By Wenham Shen
Starting April 1, seven Chinese cities and provinces raised their monthly minimum wages by an average of 12.5 percent, according to China News. These cities and provinces include Beijing, Shanghai, Tianjin, Chongqing, Shaanxi, Shenzhen, and Shandong. Shanghai tops the list with a new monthly minimum wage of RMB 1,820 ($292), followed by Shenzhen at RMB 1808 ($290).

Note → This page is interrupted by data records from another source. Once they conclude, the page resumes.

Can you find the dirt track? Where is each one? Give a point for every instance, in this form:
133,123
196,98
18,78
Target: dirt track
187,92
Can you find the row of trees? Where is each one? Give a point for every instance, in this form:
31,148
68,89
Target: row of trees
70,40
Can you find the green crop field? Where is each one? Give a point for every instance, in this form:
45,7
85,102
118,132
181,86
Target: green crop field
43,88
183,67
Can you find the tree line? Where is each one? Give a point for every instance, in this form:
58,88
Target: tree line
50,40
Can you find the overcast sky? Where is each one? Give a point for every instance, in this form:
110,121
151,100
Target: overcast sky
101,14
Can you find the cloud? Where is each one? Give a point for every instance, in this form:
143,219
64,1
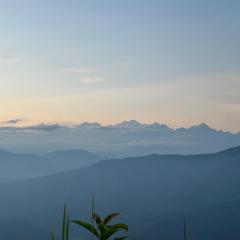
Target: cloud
92,80
79,70
39,127
8,60
14,121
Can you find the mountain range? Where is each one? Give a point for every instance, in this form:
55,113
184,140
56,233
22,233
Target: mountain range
129,138
153,193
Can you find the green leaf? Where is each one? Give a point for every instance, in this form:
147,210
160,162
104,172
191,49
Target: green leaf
113,229
97,218
120,226
87,226
67,228
52,235
64,223
110,217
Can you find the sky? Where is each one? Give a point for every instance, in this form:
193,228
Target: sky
174,62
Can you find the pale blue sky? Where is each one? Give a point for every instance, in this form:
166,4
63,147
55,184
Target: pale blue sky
106,60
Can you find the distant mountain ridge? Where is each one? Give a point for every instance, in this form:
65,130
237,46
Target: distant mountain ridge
153,193
128,138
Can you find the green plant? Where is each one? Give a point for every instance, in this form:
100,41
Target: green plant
65,226
103,230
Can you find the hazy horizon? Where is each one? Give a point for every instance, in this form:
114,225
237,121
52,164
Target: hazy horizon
106,61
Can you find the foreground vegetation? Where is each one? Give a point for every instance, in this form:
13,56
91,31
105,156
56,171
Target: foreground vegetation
102,229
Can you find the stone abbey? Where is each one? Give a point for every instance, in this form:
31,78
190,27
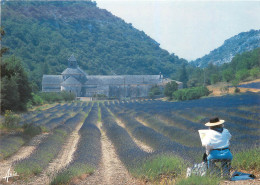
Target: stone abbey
75,80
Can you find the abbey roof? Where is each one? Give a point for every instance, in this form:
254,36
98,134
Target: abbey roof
73,71
71,81
52,79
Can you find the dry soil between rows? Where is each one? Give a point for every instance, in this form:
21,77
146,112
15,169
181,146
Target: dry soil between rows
111,170
24,152
64,157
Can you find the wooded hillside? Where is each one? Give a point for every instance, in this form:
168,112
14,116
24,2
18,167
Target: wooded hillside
45,34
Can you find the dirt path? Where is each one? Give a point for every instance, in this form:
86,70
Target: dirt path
64,157
111,171
22,153
139,143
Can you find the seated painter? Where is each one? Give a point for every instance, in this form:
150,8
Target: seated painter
216,142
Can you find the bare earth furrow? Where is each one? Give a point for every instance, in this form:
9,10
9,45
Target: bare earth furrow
64,157
22,153
111,170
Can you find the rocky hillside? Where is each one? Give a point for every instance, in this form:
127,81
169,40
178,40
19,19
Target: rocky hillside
43,34
245,41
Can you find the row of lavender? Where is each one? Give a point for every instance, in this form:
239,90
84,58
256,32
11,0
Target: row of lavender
49,148
179,121
88,153
45,120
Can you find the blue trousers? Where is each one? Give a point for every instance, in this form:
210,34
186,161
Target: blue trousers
223,156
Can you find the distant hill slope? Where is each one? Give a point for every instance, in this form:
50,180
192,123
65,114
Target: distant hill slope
245,41
45,34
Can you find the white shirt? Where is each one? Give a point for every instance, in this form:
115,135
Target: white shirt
216,140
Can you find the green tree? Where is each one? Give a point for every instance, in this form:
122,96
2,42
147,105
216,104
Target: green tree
154,91
3,49
242,74
255,72
184,76
16,89
228,75
170,88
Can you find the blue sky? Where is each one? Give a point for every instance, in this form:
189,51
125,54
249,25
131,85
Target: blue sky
190,29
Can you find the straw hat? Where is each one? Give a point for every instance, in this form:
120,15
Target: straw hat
214,122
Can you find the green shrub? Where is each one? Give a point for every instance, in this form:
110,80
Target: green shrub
11,120
190,93
198,180
255,72
36,99
247,160
154,91
51,97
153,168
170,88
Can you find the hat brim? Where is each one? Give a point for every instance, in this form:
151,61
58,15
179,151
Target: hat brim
215,124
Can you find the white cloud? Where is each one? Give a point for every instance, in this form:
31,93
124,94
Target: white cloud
189,29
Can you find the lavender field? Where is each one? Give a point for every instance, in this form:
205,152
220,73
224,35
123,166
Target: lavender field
127,142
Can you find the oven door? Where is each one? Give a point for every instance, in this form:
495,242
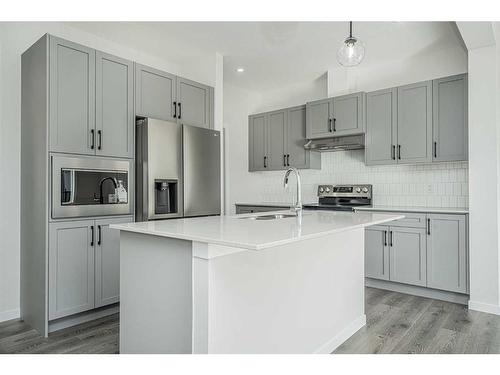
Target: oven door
85,186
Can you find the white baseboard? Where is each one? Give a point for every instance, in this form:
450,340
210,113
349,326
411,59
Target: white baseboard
484,307
9,315
342,336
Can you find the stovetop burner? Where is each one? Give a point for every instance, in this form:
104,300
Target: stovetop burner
342,197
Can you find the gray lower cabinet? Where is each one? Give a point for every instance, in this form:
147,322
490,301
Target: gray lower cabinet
428,250
381,127
407,255
415,123
107,262
276,141
449,130
335,117
446,252
72,97
377,252
114,106
193,103
84,265
71,268
155,93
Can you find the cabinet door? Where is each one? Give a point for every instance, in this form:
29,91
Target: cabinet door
348,114
107,261
71,268
276,125
72,97
297,155
114,106
415,123
319,119
381,127
446,253
377,252
155,93
449,129
257,159
407,256
193,103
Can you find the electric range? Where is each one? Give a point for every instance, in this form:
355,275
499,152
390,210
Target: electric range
342,197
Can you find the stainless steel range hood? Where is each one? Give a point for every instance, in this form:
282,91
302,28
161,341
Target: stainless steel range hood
351,142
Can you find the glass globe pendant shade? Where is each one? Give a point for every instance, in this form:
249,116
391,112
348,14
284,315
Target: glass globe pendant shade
352,51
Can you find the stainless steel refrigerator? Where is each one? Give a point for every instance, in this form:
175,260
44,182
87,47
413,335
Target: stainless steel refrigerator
178,170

These changes are the latest in a series of multi-year annual minimum wage increases. According to China’s Ministry of Human Resources and Social Security (MHRSS), in 2013 a total of 27 regions across China raised their minimum wage standards, with an average increase of 17 percent. In 2012, the average national increase was 20 percent. Based on data compiled by human resources association China Labor Consulting, monthly minimum wages for 30 major provinces and municipalities are summarized in the table below.
It is worth noting that Beijing and Shanghai’s minimum wage standards are based on “net earnings,” which exclude individual contributions to pension, unemployment insurance, medical and social insurance, and housing funds.
According to the Minimum Wage Provisions issued by MHRSS in 2003, all local governments are required to adjust their minimum wage standards at least once every two years. The National Development and Reform Commission also outlined in its 12th Five-Year Plan that minimum wages in most areas must reach at least 40 percent of the average wage in the corresponding region.